|Yuki, Bella Vista, Provincia de Buenos Aires|
In the beginning of this century I had a joint show with Argentine artists Juan Manuel Sánchez and Nora Patrich called Argentine Nostalgia. We would meet in Vancouver cafés or sip mates until the late hours of the night discussing and sharing stories of the country where we were born. Because this was all nostalgia it had to be rosy or funny or both.
Looking back at all this I must reconsider it. I left Buenos Aires in 1954 and lived in Mexico City (and other places in Mexico like Veracruz and Nueva Rosita, Coahuila). Then, after five years in Austin, I returned to Buenos Aires for my military service. I married my Rosemary in Mexico City in 1968 and moved with our two daughters to Vancouver in 1975.
What makes my nostalgia now different is that I must include my subsequent trips in this century with Rosemary to Buenos Aires. In two of those trips, in one we took our older granddaughter Rebecca and in the other the younger one Lauren.
It would seem that my nostalgia is tinged by more recent memories.
Suddenly I find that my nostalgia is no longer nostalgia. It is something more powerful. Nostalgia is a noun, it is a feeling. But to yearn (and in that beautiful word añorar) is a much more active verb. The feeling is now an action. It is an action that lacks the subject. I can do just fine with a rosy memory that is nostalgia but it is not enough. I need the very place and thing I am thinking about.
This idea cemented itself on Sunday when our eldest daughter Ale (visiting us from her home in Lillooet, BC) my Rosemary and I went to Chapters/Indigo on Granville and Broadway. There were books and books, but leather purses, and frames, and jig-saw puzzles and so much other stuff that I was overwhelmed. When we left (I bought nothing) I told my companions, “I yearn for a Buenos Aires bookstore that only has books.”
In Vancouver Pulp Fiction and Macleod Books almost qualifies for a sort of similarity.
But they cannot satisfy my yearning for books in my native language (maternal if we are going to be gender specific). I was pleasantly surprised that at Indigo in their reduced Spanish section of about 10 books they had two copies of Julio Cortázar’s Rayuela in the very edition that I am currently reading.
As I read Rayuela, written in 1963, Cortázar uses words in the Argentine lunfardo an ever changing Buenos Aires jargon, such as pituco. I had not seen or heard that word since I left Buenos Aires in the late 60s. It sort of means, sort of cool and posh. It can be used to describe a woman as pituca.
Seeing these words is more than nostalgic as now I have to bring in my Rosemary’s impression of the Buenos Aires we have now visited many times.

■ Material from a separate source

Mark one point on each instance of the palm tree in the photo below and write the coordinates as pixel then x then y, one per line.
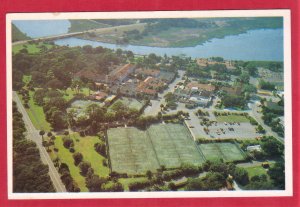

In 1966 I was invited by my nephew Georgito O’Reilly to spend the summer in his parent’s rented summer home in Pacheco which had a pool. We both had to put coins inside a large ashtray so that the alarm clock would jangle us awake so we could take a 6am bus (it was called the Don Torcuato) that would leave us at a train station and from there to our military job (he was a conscript in the army and I was in the navy). And his brother Ricardo who was doing his servixe in the police force.
Their step sisters (their widow mother, my first cousin and godmother, had married a widower with four daughters) kept playing a record called Misa Criolla over and over until I could not stand it anymore. How was I to know then that the composer was a man called Ariel Rámirez?
A few years ago I discovered through a friend a magnificent, perhaps unknown poet in our globalized-in-English-world called Alfonsina Storni. She was born in Switzerland but as a very young girl moved with her Argentine parents to Argentina. Of her I have written, here, here, and here.
And because of this poet I have come to love, adore a composition called Alfonsina y el Mar composed by Ariel Ramirez the man whose music I loathed back then.
This means that I cannot have nostalgia for Ariel Rámirez and his music. But I can have a yearning for his absolutely beautiful composition particularly if performed by Argentine folksinger (now dead) Mercedes Sosa.
What makes this song especially lovely are the lyrics by Félix Luna an Argentine writer, lyricist and historian.
And more so, as the song is an Argentine zamba (with a z not with the Brazilian S) so it has a quirky rhythm that makes me shed tears and particularly when I listen to any version (and I have many) of Alfonsina y el Mar.
While I have most of the books that Jorge Luís Borges, Julio Cortázar and Ernesto Sábato ever wrote I do not have a single volume by Storni.
I can safely and accurately state here that I yearn for a
Buenos Aires bookstore where I would find her books. And should they sell CDs I would pick up a copy of that damned Misa Criolla.
I cannot stop there without mentioning that my yearning is one I share with my Rosemary. Yearning in company is so much better.